Dear Benjamin Hollander—
Thank you for your attention to my letter, and for your reply. While I haven’t thought much of it before, I can imagine that statements my sentence reminds you of have been used to silence Jews from speaking out against Israeli policies. I imagine it may sound like the constant rightwing calls for Muslims to denounce terrorism, and I’m sure it must be exhausting. Though maybe not quite as exhausting as antisemitism infecting otherwise righteous movements to end oppression.

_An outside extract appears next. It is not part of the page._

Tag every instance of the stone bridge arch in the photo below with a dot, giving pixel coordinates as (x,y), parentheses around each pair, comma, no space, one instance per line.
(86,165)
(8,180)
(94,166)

But I think those are statements my sentence reminds you of, not my sentence. I understand that language isn’t private property, and that my intent doesn’t matter as much as my effect once I’ve written or said something publicly. But for what it’s worth, I don’t mean to silence anyone. I didn’t mean that Jews and have to denounce, account for, or explain antisemitism in criticism of Israel. I meant that antisemitism can undermine the virtue of movements like BDS, so people who don’t want to see BDS undermined have a responsibility to say to supporters who make antisemitic remarks or commit antisemitic acts that such behavior is not welcome here. I’m not asking for paranoia or for silence; I’m asking for vigilance as we speak. The letter I wrote about China was about being vigilant about how what we say might convey prejudicial information, so we should work harder. I am sure the same is true with Israel and Palestine. It may be exhausting, but I expect that it will be worth it.
I hope that distinction makes sense, and that you can appreciate the difference.